Filmszene aus «Staatenlos»

© Film «staatenlos»/zvg

Als Grund für die Ablehnung des dritten Einbürgerungsgesuchs sei eine angebliche Steuerschuld Rózsas vorgeschoben worden; dabei habe es sich jedoch nur um eine vorläufige Steuereinschätzung gehandelt. Zudem wurde Rózsa vom Stadtrat im entsprechenden Antrag fälschlicherweise als ungarischer Staatsangehöriger bezeichnet. Tatsächlich war er seit 1956 staatenlos. Dies habe ihn in seiner Arbeit eingeschränkt: Er konnte nicht reisen, musste jedes Mal, wenn er ins Ausland wollte, ein Visum beantragen. Schmid schätzt, dass Rózsa dadurch Einnahmen in Höhe von mehreren 100 000 Franken entgingen, weil er Aufträge oder Anstellungen, die mit Reisen verbunden gewesen wären, nicht erhalten habe. Der Filmer hat Stadtpräsidentin Corine Mauch deshalb um Entschädigung für Rózsa angefragt. Die Antwort stehe noch aus.
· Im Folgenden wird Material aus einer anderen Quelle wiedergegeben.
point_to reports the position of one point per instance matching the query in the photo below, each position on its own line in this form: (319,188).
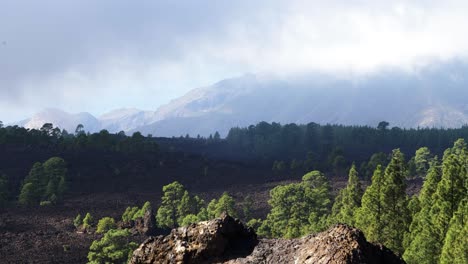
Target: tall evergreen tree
(426,247)
(395,217)
(419,241)
(298,208)
(3,190)
(168,212)
(369,215)
(348,200)
(455,249)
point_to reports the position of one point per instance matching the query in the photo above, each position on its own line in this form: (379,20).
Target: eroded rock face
(226,240)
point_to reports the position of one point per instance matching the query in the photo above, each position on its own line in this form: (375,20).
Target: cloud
(97,55)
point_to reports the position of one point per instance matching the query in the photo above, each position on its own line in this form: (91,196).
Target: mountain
(433,96)
(430,97)
(126,119)
(62,120)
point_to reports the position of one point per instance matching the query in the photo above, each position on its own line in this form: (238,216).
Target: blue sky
(95,56)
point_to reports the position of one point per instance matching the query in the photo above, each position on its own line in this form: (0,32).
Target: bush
(254,223)
(106,224)
(88,221)
(189,219)
(142,211)
(45,203)
(27,196)
(114,247)
(77,221)
(129,214)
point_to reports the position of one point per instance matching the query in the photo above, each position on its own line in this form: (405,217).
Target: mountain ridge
(432,97)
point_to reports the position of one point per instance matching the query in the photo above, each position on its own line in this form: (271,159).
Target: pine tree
(348,200)
(455,249)
(28,196)
(426,247)
(226,204)
(419,241)
(187,206)
(447,197)
(395,217)
(3,190)
(298,208)
(168,212)
(368,217)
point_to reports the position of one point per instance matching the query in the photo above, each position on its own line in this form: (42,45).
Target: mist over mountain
(431,97)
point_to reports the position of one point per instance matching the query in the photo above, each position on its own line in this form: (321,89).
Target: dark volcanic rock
(226,240)
(205,242)
(147,225)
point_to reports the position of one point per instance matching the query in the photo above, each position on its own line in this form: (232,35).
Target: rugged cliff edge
(227,240)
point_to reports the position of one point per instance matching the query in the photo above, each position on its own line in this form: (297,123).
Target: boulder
(147,225)
(205,242)
(227,240)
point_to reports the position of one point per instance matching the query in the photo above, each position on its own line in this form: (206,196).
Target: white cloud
(141,55)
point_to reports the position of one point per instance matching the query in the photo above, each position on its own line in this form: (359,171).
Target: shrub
(88,220)
(45,203)
(129,213)
(142,211)
(77,221)
(189,219)
(106,224)
(114,247)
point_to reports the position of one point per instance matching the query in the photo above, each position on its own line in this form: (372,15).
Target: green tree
(129,213)
(189,219)
(348,200)
(455,249)
(211,209)
(105,224)
(369,215)
(438,209)
(141,212)
(226,204)
(422,159)
(33,186)
(247,207)
(3,190)
(88,221)
(187,206)
(28,196)
(420,240)
(168,212)
(298,208)
(56,171)
(77,221)
(395,217)
(113,247)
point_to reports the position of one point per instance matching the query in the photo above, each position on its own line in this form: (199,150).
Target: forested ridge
(427,227)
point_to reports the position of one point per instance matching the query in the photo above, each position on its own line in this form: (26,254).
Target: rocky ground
(227,240)
(47,234)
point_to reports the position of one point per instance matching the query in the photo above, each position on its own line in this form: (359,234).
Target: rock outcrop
(147,225)
(226,240)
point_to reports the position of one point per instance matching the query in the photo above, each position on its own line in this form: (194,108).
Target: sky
(95,56)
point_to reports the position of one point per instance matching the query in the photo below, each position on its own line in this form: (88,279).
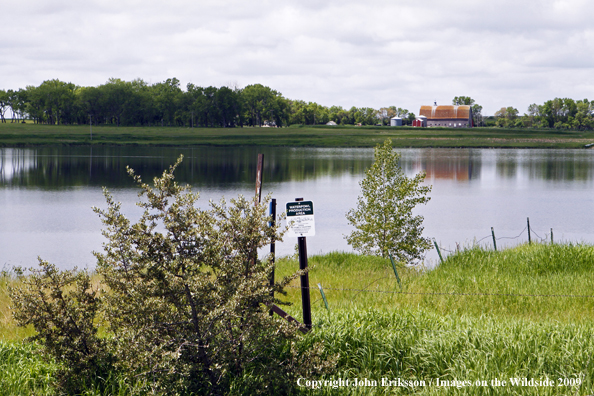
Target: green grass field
(525,312)
(14,135)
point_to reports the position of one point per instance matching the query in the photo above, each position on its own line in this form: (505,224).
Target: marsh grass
(23,371)
(12,135)
(464,320)
(535,282)
(417,344)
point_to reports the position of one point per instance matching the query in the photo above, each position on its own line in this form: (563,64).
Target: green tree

Frühere Stadtratsmitglieder wie die Polizeivorsteher Robert Neukomm und Esther Maurer (beide SP) wollten laut Schmid im Film nicht mitwirken. Und Alt-Stapi Estermann erwirkte gerichtlich, dass eine bereits gefilmte Szene mit ihm wieder herausgeschnitten wurde. Auch entschuldigt habe sich nie ein Polizeivorsteher oder ein sonstiges Stadtratsmitglied bei ihm, sagt Rózsa. Und fügt an: «Für eine Entschuldigung ist es jetzt viel zu spät.»